Salute
Crossing on the Nile Ferry at 4.30pm at least 3 days a week, you begin to recognise people that are crossing with you.
Workmen carrying their tools leave Luxor and head home for a shower and shai.
Women carry empty handwoven baskets and cartons, they had a good day at the local souk and have sold their homemade cheese, chickens, geese and eggs.
Office workers smartly dressed and still as crisp and fresh as when they left their homes at 7am (Air conditioning preserves so much!)
A few white shirts and black trousers cross the River to head to their second job at one of the few West Bank Hotels. Shifts are sparce now, job share is reminiscent of the desolate months after our Revoultion of January 2011.
Just before Adel and his co worker, take the last 25 piastres off of the passenger (1LE if you are a tourist) he presses THE buzzer. This signals to all potential passengers running frantically on the Corniche, that the ferry is about 'To move' Many times I have heard this buzzer at the top of the steps and have fled hurriedly down the stairs to the river...there is nothing worse than missing the ferry by seconds. BUT Hamed always shouts 'Basora Madame' (Quickly Madame) and stalls the untying of the rope that holds the ferry in place on the East Bank shore, until I am safely on board.

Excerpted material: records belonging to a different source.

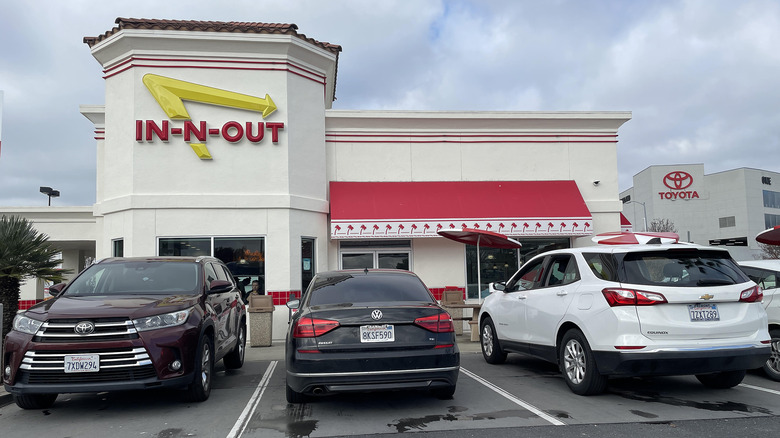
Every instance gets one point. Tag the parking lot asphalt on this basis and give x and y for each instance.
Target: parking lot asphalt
(276, 352)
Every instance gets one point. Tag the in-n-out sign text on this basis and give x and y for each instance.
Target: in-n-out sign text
(149, 130)
(171, 93)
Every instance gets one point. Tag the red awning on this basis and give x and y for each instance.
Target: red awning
(420, 209)
(625, 224)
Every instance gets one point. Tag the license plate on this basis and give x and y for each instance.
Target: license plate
(703, 312)
(82, 363)
(377, 333)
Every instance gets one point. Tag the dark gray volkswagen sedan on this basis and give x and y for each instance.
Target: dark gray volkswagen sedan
(369, 330)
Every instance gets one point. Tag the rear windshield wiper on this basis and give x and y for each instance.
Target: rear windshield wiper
(713, 282)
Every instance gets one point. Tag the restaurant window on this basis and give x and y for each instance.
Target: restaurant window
(307, 262)
(390, 254)
(771, 220)
(244, 256)
(771, 199)
(499, 264)
(118, 248)
(726, 222)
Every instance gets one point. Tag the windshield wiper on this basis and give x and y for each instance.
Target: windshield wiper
(713, 282)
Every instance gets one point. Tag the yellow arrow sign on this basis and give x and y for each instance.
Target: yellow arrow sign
(169, 93)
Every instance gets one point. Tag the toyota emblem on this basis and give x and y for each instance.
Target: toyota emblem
(678, 180)
(84, 328)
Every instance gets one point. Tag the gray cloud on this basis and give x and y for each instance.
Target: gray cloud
(700, 76)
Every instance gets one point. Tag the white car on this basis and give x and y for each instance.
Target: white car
(630, 310)
(765, 273)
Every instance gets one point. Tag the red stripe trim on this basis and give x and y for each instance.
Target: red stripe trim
(214, 68)
(471, 141)
(472, 135)
(225, 61)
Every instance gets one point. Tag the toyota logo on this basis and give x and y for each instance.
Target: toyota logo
(84, 328)
(678, 180)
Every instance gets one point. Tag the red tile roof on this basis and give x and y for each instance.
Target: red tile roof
(209, 26)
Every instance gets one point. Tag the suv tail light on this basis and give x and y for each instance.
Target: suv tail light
(441, 323)
(752, 295)
(629, 297)
(311, 327)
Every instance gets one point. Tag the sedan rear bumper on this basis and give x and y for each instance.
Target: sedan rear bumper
(317, 383)
(680, 362)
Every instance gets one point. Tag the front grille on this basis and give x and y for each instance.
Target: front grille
(106, 329)
(115, 365)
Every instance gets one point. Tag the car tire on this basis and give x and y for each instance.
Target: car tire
(722, 380)
(772, 365)
(34, 401)
(578, 365)
(235, 359)
(444, 393)
(294, 396)
(491, 350)
(200, 388)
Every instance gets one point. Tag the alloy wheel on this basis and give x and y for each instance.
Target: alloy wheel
(574, 361)
(487, 340)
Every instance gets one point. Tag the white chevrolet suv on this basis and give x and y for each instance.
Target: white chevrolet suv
(766, 273)
(630, 310)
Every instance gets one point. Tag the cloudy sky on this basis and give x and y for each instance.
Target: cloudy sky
(702, 77)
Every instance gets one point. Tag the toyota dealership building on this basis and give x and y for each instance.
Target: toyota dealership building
(220, 139)
(725, 209)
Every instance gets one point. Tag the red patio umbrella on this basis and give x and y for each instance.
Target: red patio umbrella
(770, 236)
(627, 238)
(480, 238)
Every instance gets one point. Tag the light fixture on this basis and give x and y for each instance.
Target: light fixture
(51, 193)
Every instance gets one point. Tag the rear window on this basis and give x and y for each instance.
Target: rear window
(371, 288)
(141, 277)
(686, 268)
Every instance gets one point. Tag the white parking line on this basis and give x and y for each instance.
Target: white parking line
(758, 388)
(243, 419)
(514, 399)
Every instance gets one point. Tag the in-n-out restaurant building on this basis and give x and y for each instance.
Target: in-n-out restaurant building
(219, 139)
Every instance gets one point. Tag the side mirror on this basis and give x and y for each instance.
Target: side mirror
(56, 289)
(220, 286)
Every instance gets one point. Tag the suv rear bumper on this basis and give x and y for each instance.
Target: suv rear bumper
(26, 388)
(681, 362)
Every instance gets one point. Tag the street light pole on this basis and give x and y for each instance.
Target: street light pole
(644, 209)
(51, 193)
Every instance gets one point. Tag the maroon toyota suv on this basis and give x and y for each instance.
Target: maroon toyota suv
(127, 324)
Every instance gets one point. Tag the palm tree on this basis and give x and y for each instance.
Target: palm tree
(24, 253)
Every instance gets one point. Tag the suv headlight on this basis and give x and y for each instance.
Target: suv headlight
(162, 321)
(26, 325)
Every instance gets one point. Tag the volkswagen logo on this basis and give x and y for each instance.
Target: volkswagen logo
(84, 328)
(678, 180)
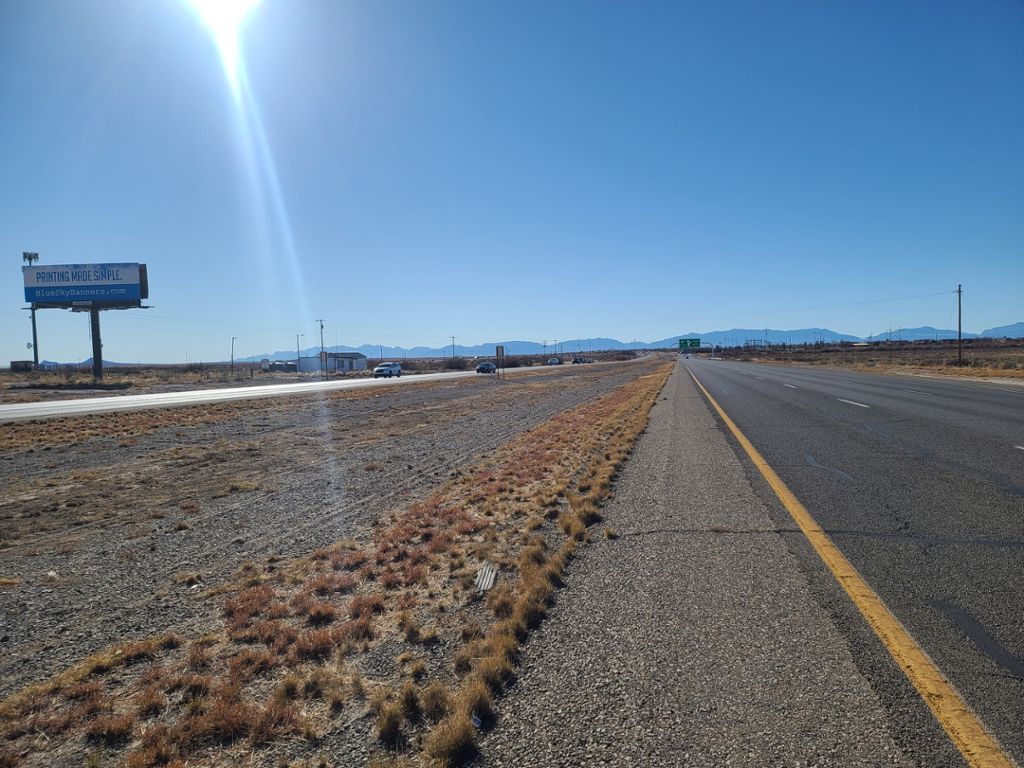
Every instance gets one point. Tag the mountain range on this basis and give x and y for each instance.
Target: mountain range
(732, 337)
(735, 336)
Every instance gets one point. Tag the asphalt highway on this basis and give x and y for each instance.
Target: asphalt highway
(920, 483)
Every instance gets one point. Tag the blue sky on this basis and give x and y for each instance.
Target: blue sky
(409, 170)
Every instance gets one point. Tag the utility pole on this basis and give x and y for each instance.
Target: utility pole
(31, 258)
(960, 326)
(323, 356)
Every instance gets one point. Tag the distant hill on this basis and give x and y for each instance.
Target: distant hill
(1015, 331)
(738, 336)
(568, 347)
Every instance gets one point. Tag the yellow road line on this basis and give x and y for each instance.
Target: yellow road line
(964, 728)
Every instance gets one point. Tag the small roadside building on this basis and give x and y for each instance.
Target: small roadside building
(333, 363)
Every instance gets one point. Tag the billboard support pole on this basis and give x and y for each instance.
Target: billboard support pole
(97, 347)
(35, 340)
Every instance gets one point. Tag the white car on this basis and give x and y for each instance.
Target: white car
(387, 370)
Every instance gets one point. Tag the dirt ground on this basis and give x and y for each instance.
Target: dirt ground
(124, 526)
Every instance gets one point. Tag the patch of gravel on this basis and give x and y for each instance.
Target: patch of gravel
(114, 553)
(692, 639)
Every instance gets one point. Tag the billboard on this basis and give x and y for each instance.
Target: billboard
(74, 286)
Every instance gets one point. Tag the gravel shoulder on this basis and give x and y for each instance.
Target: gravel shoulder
(96, 531)
(692, 639)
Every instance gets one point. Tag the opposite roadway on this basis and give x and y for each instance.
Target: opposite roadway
(920, 483)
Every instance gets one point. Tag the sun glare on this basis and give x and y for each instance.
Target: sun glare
(223, 17)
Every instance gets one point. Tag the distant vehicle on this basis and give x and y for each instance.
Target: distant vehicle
(387, 370)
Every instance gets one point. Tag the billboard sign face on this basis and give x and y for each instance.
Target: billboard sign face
(84, 285)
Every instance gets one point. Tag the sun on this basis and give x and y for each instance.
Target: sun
(223, 17)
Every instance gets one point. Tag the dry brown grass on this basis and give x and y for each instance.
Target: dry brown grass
(289, 654)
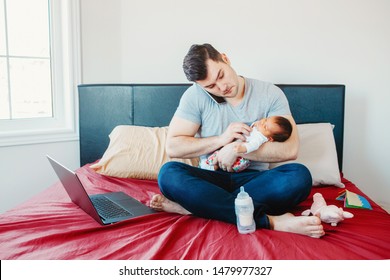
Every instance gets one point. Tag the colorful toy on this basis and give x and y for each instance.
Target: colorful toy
(327, 213)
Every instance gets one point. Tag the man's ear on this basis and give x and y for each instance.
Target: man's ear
(225, 58)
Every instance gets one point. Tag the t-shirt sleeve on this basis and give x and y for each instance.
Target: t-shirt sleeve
(188, 108)
(278, 102)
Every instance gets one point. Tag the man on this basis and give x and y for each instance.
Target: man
(213, 114)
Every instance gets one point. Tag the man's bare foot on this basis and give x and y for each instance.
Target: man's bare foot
(310, 226)
(161, 203)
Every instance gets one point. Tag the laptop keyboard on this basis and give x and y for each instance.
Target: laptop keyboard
(108, 209)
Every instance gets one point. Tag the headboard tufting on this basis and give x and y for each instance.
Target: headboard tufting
(104, 106)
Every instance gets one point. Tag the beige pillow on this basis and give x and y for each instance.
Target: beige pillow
(317, 152)
(136, 152)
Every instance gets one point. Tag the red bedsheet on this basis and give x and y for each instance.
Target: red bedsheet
(50, 226)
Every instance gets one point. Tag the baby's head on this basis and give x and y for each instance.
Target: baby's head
(275, 128)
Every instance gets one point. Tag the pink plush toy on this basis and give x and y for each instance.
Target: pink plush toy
(327, 213)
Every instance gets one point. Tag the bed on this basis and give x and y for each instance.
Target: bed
(50, 226)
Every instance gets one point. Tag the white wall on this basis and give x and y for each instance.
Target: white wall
(282, 41)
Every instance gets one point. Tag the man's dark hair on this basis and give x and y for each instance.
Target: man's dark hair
(285, 129)
(194, 63)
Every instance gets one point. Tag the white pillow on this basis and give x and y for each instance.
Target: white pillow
(317, 152)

One other thing I have noticed at 4.30pm, is that the River Police are frantically speeding to and fro from the East to West and back again. I think they enjoy the thrill of the people watching them in their speed boat and are simply dropping workers back to their respective 'Banks' I have wanted a photo of these guys in action for a long time and until now, the timing was wrong. Today, I 'Got' them and I even got a salute!